In the present study, early tracheostomy had no beneficial effects on hospital mortality. Several meta-analyses focusing on critically ill patients and acutely severe brain-injured patients produced inconsistent results [5, 32,33,34,35]. Compared with the above-mentioned patients, our patients (with intense rehabilitation) often return to an acceptable quality of life and have a relatively low hospital mortality (7%); as such, there was minimal opportunity for further improvement. This finding could also explain why our patients were more likely to receive early tracheostomy (67%) in comparison with previous studies [3, 12, 14]. To be more specific, high mortality correlates with a decreased use of advanced life support [36]. Hence, our patients exhibited a positive attitude and preference to receiving early tracheostomy.

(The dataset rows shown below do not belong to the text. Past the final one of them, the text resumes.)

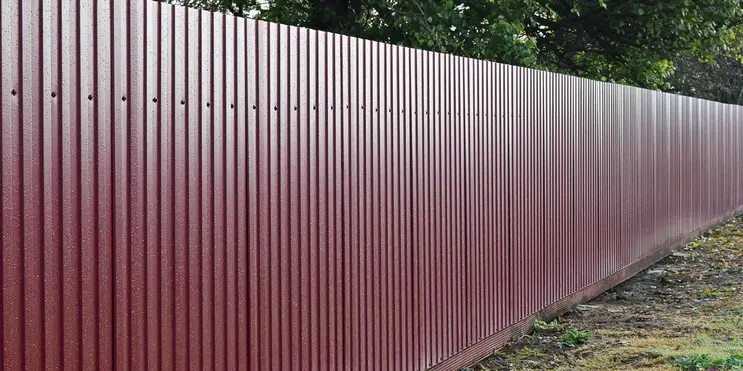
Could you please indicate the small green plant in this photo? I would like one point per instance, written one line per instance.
(704, 362)
(724, 292)
(575, 337)
(552, 326)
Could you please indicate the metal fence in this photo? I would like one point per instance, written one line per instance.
(182, 189)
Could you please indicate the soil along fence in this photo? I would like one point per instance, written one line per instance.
(182, 188)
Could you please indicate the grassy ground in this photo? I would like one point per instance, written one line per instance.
(684, 313)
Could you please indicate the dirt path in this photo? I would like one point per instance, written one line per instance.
(684, 313)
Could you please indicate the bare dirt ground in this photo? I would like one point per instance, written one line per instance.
(684, 313)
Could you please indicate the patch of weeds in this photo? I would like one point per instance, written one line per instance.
(575, 337)
(705, 362)
(530, 353)
(724, 292)
(552, 326)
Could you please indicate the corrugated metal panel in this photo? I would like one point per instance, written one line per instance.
(182, 189)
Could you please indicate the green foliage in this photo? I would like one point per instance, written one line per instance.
(552, 326)
(575, 337)
(704, 362)
(677, 46)
(723, 292)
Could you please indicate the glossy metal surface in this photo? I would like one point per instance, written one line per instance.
(188, 190)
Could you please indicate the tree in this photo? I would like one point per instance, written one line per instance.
(646, 43)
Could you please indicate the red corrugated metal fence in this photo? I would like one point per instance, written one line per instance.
(188, 190)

In addition, tracheostomy is an invasive procedure that might increase intracranial pressure and reduce cerebral perfusion, which contributes to secondary neurological damage [37, 38]. Our study demonstrated that the timing of tracheostomy was not associated with increased unfavorable neurological outcomes. However, vital signs should be closely monitored during tracheostomies.

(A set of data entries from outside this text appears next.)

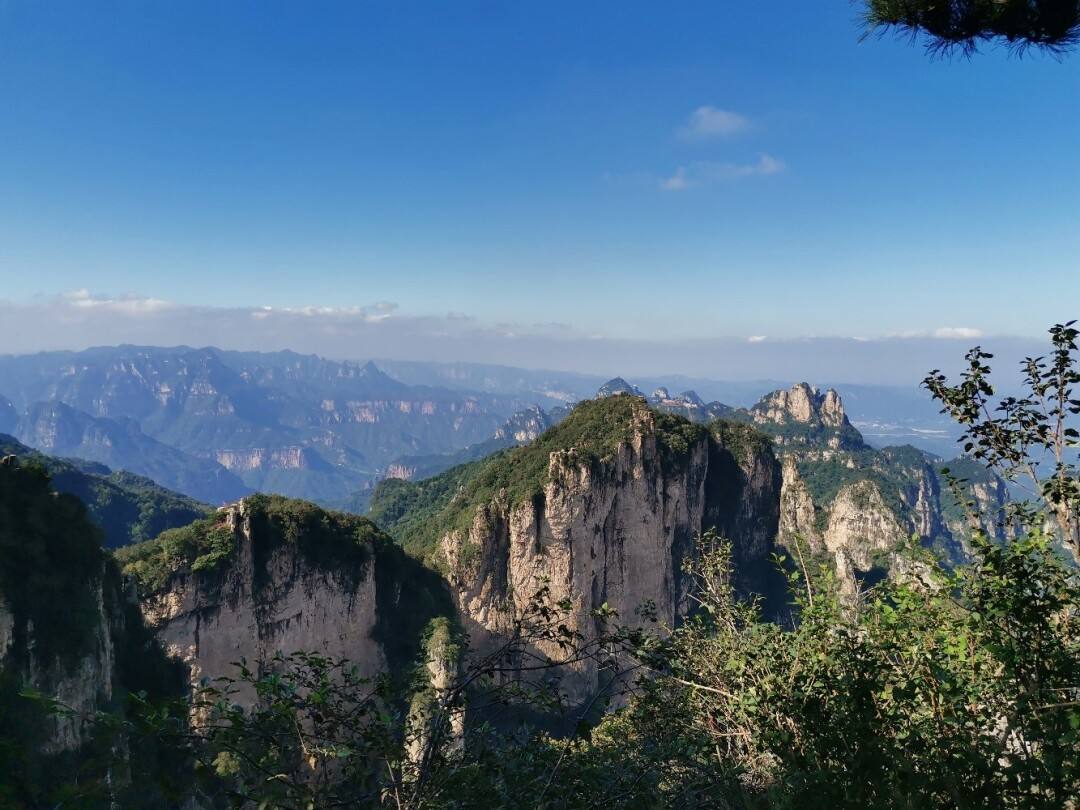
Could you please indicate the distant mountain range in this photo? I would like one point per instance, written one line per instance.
(216, 424)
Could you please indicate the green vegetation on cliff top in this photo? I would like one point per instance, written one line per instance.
(419, 513)
(334, 540)
(129, 508)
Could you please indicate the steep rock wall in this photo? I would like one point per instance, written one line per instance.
(612, 534)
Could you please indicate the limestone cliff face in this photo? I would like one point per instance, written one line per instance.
(797, 514)
(83, 683)
(260, 458)
(275, 595)
(611, 532)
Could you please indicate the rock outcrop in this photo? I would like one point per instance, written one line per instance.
(67, 632)
(603, 512)
(280, 576)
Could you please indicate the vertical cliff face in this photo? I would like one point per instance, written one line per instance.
(69, 633)
(269, 576)
(602, 510)
(859, 504)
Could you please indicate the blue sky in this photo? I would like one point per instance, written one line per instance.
(631, 170)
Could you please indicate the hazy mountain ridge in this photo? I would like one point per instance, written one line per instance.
(282, 421)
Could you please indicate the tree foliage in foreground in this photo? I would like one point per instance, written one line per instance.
(961, 25)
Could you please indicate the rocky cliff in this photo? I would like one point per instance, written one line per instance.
(602, 510)
(69, 633)
(859, 504)
(270, 575)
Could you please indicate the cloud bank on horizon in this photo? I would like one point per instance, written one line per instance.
(79, 320)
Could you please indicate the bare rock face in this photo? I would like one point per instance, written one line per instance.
(860, 524)
(798, 404)
(797, 515)
(83, 685)
(612, 534)
(274, 595)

We also used a multivariable logistic regression model to identify the predictors associated with tracheostomized patients. We proposed that patients with infratentorial lesions who had postoperative brainstem deficits and GCS < 8 might often suffered from tracheostomy (extubation failure). In order to avoid multiple extubation failure resulting in late tracheostomy, earlier performance of tracheostomy might be recommended in the clinical practice, especially in patients with risk factors. However, the causality of the relationship between tracheostomy timing and clinical outcomes remains unproven in our retrospective observational study. Randomized controlled trials exploring the tracheostomy timing on patients’ outcomes are warranted and would provide evidence-based recommendations on this issue. In general, though, the present study provided important data for the potential benefited population and timing of tracheostomy in patients with infratentorial lesions. In patients with infratentorial lesions, early tracheostomy may not only provide patients timely airway protection but may also alleviate ICU support and accelerate comprehensive rehabilitation therapy.

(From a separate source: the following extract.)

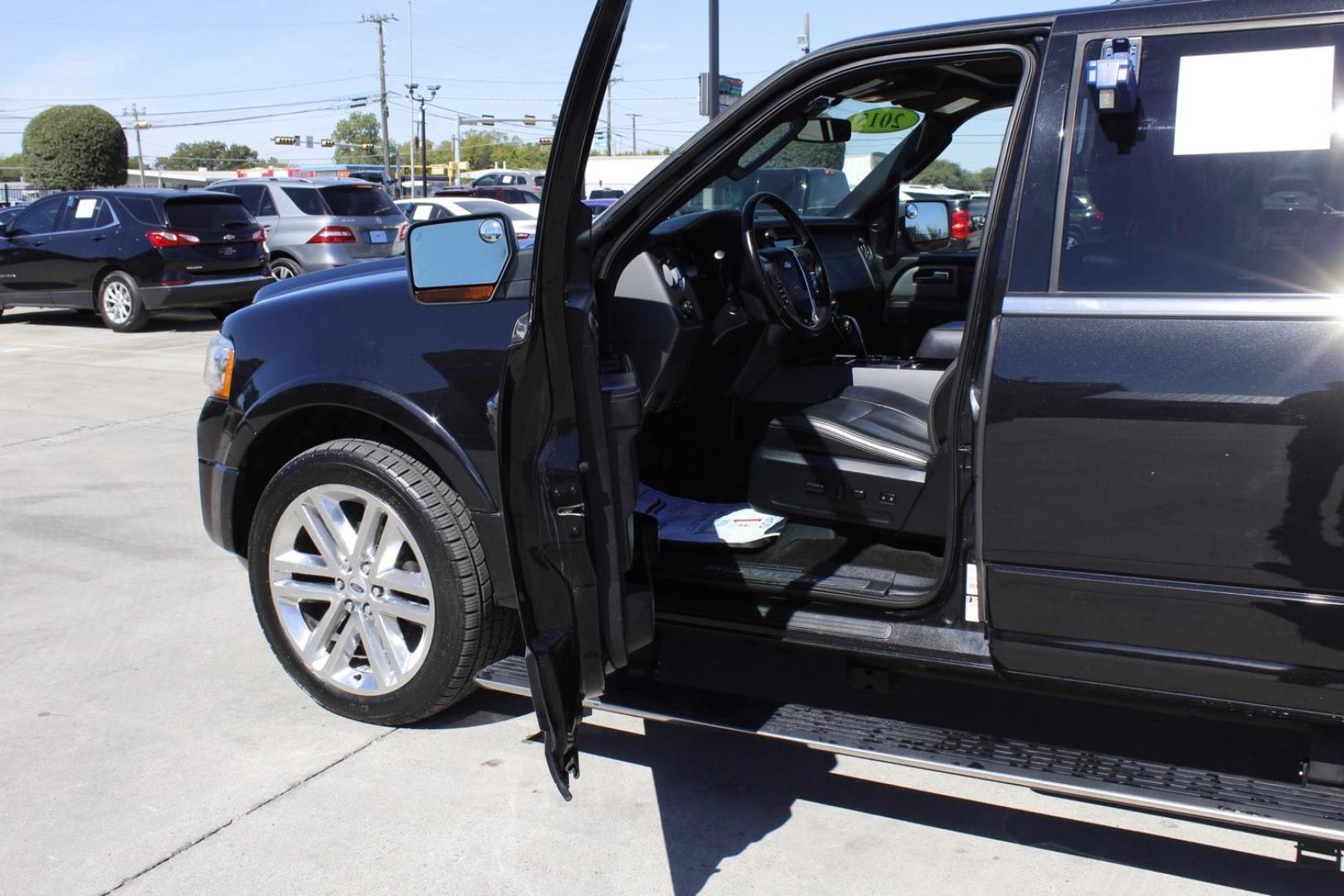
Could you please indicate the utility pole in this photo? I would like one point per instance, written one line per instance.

Although this study comprised the largest series of patients with infratentorial lesions to have undergone tracheostomy, it has several limitations. First, our study is limited by its retrospective observational design and the lack of prior objectifiable tracheostomy indications, which introduces a possible case selection bias. However, the limitations of early randomization are demonstrated by randomized trials investigating early tracheostomy in critically ill patients, as they show that more than 50% of late tracheostomy cases do not undergo a tracheostomy. Second, as sedatives should be used very cautiously in patients with brainstem lesions due to possible respiration-depressing side effects, we did not evaluate the impact of tracheostomy timing on the use of sedatives. Third, in our study, all the patients underwent elective tracheostomy, and most patients underwent percutaneous tracheostomy. Because of the contraindications for percutaneous tracheostomy, only 18 patients underwent open surgical tracheotomy, which were performed by otorhinolaryngological surgeons for security reasons. However, it should be mentioned that an open surgical tracheotomy generally requires surgical closure of the stoma after decannulation and the open surgical tracheotomy should only be performed for compelling medical reasons and not depending on the specialist discipline.

Conclusions

Although early tracheostomy timing was not associated with a significant improvement in hospital mortality or neurological outcomes in patients undergoing resection of infratentorial lesions, it decreased respiratory complications and ICU LOS as well as facilitated decannulation. Earlier performance of tracheostomy might be recommended in the clinical practice, especially in patients with risk factors. Given the difficult assessment of early tracheostomy indications, our results may reveal an actual benefit of early tracheostomy.